Hyku and Hyrax: How are they related and how are they different?

Overview

Hyku is the polished, turnkey, feature-full repository application product created by the Hydra-in-a-Box project in response to the call by the Institute of Museum and Library Services for a National Digital Platform. Hyku offers the Samvera community’s best of breed features, using commonly adoptable components wherever possible in the interest of interoperability and maintenance ease, and at the same time serves as a staging ground for some of the latest innovations developed in Samvera’s growing, collaborative, well-supported software framework.
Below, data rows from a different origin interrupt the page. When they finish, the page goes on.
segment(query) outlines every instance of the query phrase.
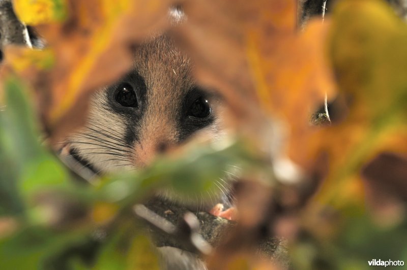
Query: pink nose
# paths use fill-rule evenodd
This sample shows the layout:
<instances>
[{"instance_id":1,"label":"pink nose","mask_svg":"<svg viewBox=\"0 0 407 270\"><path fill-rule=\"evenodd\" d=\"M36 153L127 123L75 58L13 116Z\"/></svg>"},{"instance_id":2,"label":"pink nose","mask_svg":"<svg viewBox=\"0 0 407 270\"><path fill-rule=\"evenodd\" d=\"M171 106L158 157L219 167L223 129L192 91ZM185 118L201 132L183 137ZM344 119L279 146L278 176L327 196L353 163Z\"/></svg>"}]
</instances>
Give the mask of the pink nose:
<instances>
[{"instance_id":1,"label":"pink nose","mask_svg":"<svg viewBox=\"0 0 407 270\"><path fill-rule=\"evenodd\" d=\"M167 148L168 144L164 142L149 141L137 144L134 148L135 165L140 168L148 165L157 155L162 154Z\"/></svg>"}]
</instances>

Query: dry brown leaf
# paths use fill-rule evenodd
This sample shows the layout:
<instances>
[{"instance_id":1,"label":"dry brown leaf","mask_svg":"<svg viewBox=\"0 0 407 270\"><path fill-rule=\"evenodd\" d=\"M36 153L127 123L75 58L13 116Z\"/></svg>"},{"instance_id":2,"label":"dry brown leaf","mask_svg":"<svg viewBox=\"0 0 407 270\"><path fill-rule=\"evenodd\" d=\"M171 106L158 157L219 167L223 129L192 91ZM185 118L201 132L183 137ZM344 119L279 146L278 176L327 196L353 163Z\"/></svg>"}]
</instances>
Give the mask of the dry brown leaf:
<instances>
[{"instance_id":1,"label":"dry brown leaf","mask_svg":"<svg viewBox=\"0 0 407 270\"><path fill-rule=\"evenodd\" d=\"M38 107L52 138L82 123L90 94L131 68L132 47L167 25L171 2L71 0L66 20L37 26L54 54L52 68L39 69L31 58L16 72L38 94ZM8 51L6 60L12 62L25 50Z\"/></svg>"}]
</instances>

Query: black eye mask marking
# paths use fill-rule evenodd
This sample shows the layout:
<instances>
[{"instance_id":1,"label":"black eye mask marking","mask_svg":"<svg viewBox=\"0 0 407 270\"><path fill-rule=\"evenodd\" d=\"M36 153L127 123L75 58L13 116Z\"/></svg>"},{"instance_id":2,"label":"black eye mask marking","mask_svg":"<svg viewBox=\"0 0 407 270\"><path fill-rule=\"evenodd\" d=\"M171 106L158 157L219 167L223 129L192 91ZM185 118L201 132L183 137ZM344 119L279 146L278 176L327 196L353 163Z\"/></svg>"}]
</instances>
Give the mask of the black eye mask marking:
<instances>
[{"instance_id":1,"label":"black eye mask marking","mask_svg":"<svg viewBox=\"0 0 407 270\"><path fill-rule=\"evenodd\" d=\"M208 95L205 90L195 87L185 97L179 124L180 141L214 121Z\"/></svg>"},{"instance_id":2,"label":"black eye mask marking","mask_svg":"<svg viewBox=\"0 0 407 270\"><path fill-rule=\"evenodd\" d=\"M137 94L133 86L129 83L123 83L119 85L116 88L114 99L124 107L138 107Z\"/></svg>"},{"instance_id":3,"label":"black eye mask marking","mask_svg":"<svg viewBox=\"0 0 407 270\"><path fill-rule=\"evenodd\" d=\"M126 131L123 140L129 146L138 140L136 127L147 109L147 92L144 78L134 71L107 89L106 107L124 119Z\"/></svg>"}]
</instances>

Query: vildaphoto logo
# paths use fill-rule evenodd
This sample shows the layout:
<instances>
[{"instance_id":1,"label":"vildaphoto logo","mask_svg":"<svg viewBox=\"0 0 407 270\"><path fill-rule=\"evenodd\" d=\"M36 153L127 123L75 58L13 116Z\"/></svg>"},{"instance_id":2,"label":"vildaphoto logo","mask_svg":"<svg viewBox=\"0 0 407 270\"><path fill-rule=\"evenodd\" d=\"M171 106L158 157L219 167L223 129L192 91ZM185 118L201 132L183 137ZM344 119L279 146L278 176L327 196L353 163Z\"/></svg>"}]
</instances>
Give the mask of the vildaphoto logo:
<instances>
[{"instance_id":1,"label":"vildaphoto logo","mask_svg":"<svg viewBox=\"0 0 407 270\"><path fill-rule=\"evenodd\" d=\"M392 261L387 260L386 261L382 260L380 259L376 260L373 259L371 261L368 261L369 266L402 266L404 265L404 261Z\"/></svg>"}]
</instances>

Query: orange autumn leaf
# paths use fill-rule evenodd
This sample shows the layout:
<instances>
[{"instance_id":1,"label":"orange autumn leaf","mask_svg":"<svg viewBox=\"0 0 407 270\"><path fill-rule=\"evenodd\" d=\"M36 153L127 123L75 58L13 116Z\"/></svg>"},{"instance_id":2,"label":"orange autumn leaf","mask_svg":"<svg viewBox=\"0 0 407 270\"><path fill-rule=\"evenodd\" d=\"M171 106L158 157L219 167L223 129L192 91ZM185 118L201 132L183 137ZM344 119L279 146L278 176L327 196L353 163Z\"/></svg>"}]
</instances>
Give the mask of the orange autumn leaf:
<instances>
[{"instance_id":1,"label":"orange autumn leaf","mask_svg":"<svg viewBox=\"0 0 407 270\"><path fill-rule=\"evenodd\" d=\"M316 198L336 204L346 200L343 187L362 182L361 170L376 155L407 153L407 27L376 1L343 1L332 21L329 53L340 97L350 100L349 112L310 138L302 160L309 164L322 153L328 155L329 173ZM359 192L364 196L363 189Z\"/></svg>"},{"instance_id":2,"label":"orange autumn leaf","mask_svg":"<svg viewBox=\"0 0 407 270\"><path fill-rule=\"evenodd\" d=\"M83 122L90 94L131 68L132 46L148 33L165 27L170 3L71 0L64 11L68 14L66 20L44 20L46 23L37 25L54 55L52 68L39 69L31 57L31 63L15 71L29 80L37 93L38 107L51 138L63 136ZM16 4L22 3L25 3ZM53 6L43 8L52 9ZM22 19L28 22L44 22L31 21L23 13ZM6 62L11 61L9 64L14 68L21 66L14 55L21 53L25 53L17 49L9 51Z\"/></svg>"}]
</instances>

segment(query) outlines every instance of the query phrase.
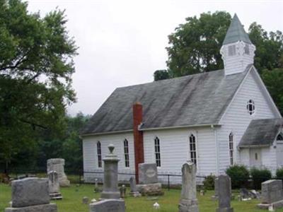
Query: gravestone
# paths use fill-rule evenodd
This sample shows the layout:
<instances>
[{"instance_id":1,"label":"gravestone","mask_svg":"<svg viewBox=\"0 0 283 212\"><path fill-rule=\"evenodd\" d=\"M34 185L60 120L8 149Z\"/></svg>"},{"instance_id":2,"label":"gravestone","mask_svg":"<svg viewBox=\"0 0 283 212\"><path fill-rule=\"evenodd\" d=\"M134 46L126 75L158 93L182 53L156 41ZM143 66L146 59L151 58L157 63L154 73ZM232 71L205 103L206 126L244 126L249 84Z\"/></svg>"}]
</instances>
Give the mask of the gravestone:
<instances>
[{"instance_id":1,"label":"gravestone","mask_svg":"<svg viewBox=\"0 0 283 212\"><path fill-rule=\"evenodd\" d=\"M197 169L192 161L182 167L182 192L179 204L179 212L198 212L197 199Z\"/></svg>"},{"instance_id":2,"label":"gravestone","mask_svg":"<svg viewBox=\"0 0 283 212\"><path fill-rule=\"evenodd\" d=\"M158 183L156 163L139 164L139 184L137 190L142 195L163 195L161 184Z\"/></svg>"},{"instance_id":3,"label":"gravestone","mask_svg":"<svg viewBox=\"0 0 283 212\"><path fill-rule=\"evenodd\" d=\"M113 153L115 146L112 144L108 146L108 149L109 154L103 158L104 181L101 199L119 199L118 162L120 159Z\"/></svg>"},{"instance_id":4,"label":"gravestone","mask_svg":"<svg viewBox=\"0 0 283 212\"><path fill-rule=\"evenodd\" d=\"M51 199L62 199L63 198L60 193L58 174L56 171L48 172L48 186Z\"/></svg>"},{"instance_id":5,"label":"gravestone","mask_svg":"<svg viewBox=\"0 0 283 212\"><path fill-rule=\"evenodd\" d=\"M218 178L215 177L214 179L214 195L212 196L212 199L216 201L218 199Z\"/></svg>"},{"instance_id":6,"label":"gravestone","mask_svg":"<svg viewBox=\"0 0 283 212\"><path fill-rule=\"evenodd\" d=\"M126 197L126 187L125 184L122 184L122 187L120 188L120 195L122 199L125 199Z\"/></svg>"},{"instance_id":7,"label":"gravestone","mask_svg":"<svg viewBox=\"0 0 283 212\"><path fill-rule=\"evenodd\" d=\"M57 212L57 205L50 204L48 179L28 177L13 180L12 186L12 204L5 212Z\"/></svg>"},{"instance_id":8,"label":"gravestone","mask_svg":"<svg viewBox=\"0 0 283 212\"><path fill-rule=\"evenodd\" d=\"M240 189L239 193L241 201L250 200L253 197L253 194L245 188Z\"/></svg>"},{"instance_id":9,"label":"gravestone","mask_svg":"<svg viewBox=\"0 0 283 212\"><path fill-rule=\"evenodd\" d=\"M83 199L82 199L82 203L83 203L83 204L88 204L88 201L89 201L89 199L88 199L88 197L87 197L87 196L83 196Z\"/></svg>"},{"instance_id":10,"label":"gravestone","mask_svg":"<svg viewBox=\"0 0 283 212\"><path fill-rule=\"evenodd\" d=\"M138 192L137 189L136 179L133 177L131 177L131 178L129 178L129 187L131 189L129 195L134 197L141 196L141 194Z\"/></svg>"},{"instance_id":11,"label":"gravestone","mask_svg":"<svg viewBox=\"0 0 283 212\"><path fill-rule=\"evenodd\" d=\"M156 182L158 182L156 164L139 164L139 183L145 184Z\"/></svg>"},{"instance_id":12,"label":"gravestone","mask_svg":"<svg viewBox=\"0 0 283 212\"><path fill-rule=\"evenodd\" d=\"M47 173L51 171L55 171L58 174L59 184L60 187L66 187L70 186L70 182L68 180L64 166L65 160L62 158L52 158L47 160Z\"/></svg>"},{"instance_id":13,"label":"gravestone","mask_svg":"<svg viewBox=\"0 0 283 212\"><path fill-rule=\"evenodd\" d=\"M122 199L104 199L89 205L90 212L125 212L125 201Z\"/></svg>"},{"instance_id":14,"label":"gravestone","mask_svg":"<svg viewBox=\"0 0 283 212\"><path fill-rule=\"evenodd\" d=\"M261 184L261 204L260 208L268 208L271 205L274 208L283 207L282 181L270 179Z\"/></svg>"},{"instance_id":15,"label":"gravestone","mask_svg":"<svg viewBox=\"0 0 283 212\"><path fill-rule=\"evenodd\" d=\"M218 177L218 201L219 208L216 212L233 212L233 208L231 207L231 179L227 175Z\"/></svg>"}]
</instances>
Hyku is functionally competitive with other top-tier, general purpose, open source repository products. The components at the core of Hyku’s capabilities are Hyrax, Fedora 4 and the Portland Common Data Model.  Hyku has been optimized for a scalable, hosted service implementation with support for multi-tenancy and a Super Administrator’s interface. Hyku is cloud-provider agnostic; CloudFormation templates are available for ready use on Amazon Web Services. Hyku has also been optimized for the Digital Public Library of America’s national network of content contributors by publishing harvestable metadata that easily crosswalks to the DPLA profile.

The Technical Perspective

Hyku is a Rails application generated from Hyrax. All of its features come from Hyrax with a few exceptions. Currently these exceptions are: multi-tenancy, IIIF Image & Presentation API support, the Universal Viewer, and bulk import capability.

Furthermore a number of technical features distinguish Hyku from Hyrax:

  • In providing a user interface for easy configuration, Hyku is more opinionated in its customization options. (Advanced users should use Hyrax to generate their own applications that are open to code customization, as forking Hyku will be harder to maintain.)

  • Hyku offers simple user-management.
  • It is easier to keep dependencies pinned more tightly in Hyku.

  • Hyku is opinionated about its choice of database -- currently PostgreSQL -- for compatibility with the software component we use for multi-tenancy.

  • Hyku is opinionated about content types, currently shipping with two types (Generic Work and Image) and more to come.

  • Hyku uses Fedora-supplied UUIDs for object identifiers instead of NOIDs.

  • Hyku is easily deployable to Amazon Web Services using CloudFormation templates and every commit in the Hyku code repository’s master branch triggers an automatic deployment to an AWS-hosted demo instance.

  • Hyku is deployable locally via Docker Compose.


Faced with the decision to implement Hyku or Hyrax, there are key factors to consider. Hyku has been developed with an orientation toward the provision of hosted services. As such the development focus has been on multi-tenancy and making deployment, configuration, and maintenance easier and less resource intensive. Hyrax offers most of the same features as Hyku, and is the primary gem where new development is taking place within the Samvera community. Generally Hyrax is deployed locally and requires some degree of expertise in system administration as well as Ruby and Rails development to operate and maintain. Hyrax is more amenable to local customizations; when customized, the need for an ongoing commitment to maintain and migrate the repository, its contents and its customizations is heightened.

In terms of a maintenance and enhancement strategy, the Hyku developers seek to locate code in the best possible codebase for the sake of long-term maintenance and general benefit to the Samvera community. Code will be added to Hyrax, to other gems lower in the stack, such as ActiveFedora, or extracted to plugins. When the code can’t be located in Hyrax or another gem, we will put it in Hyku.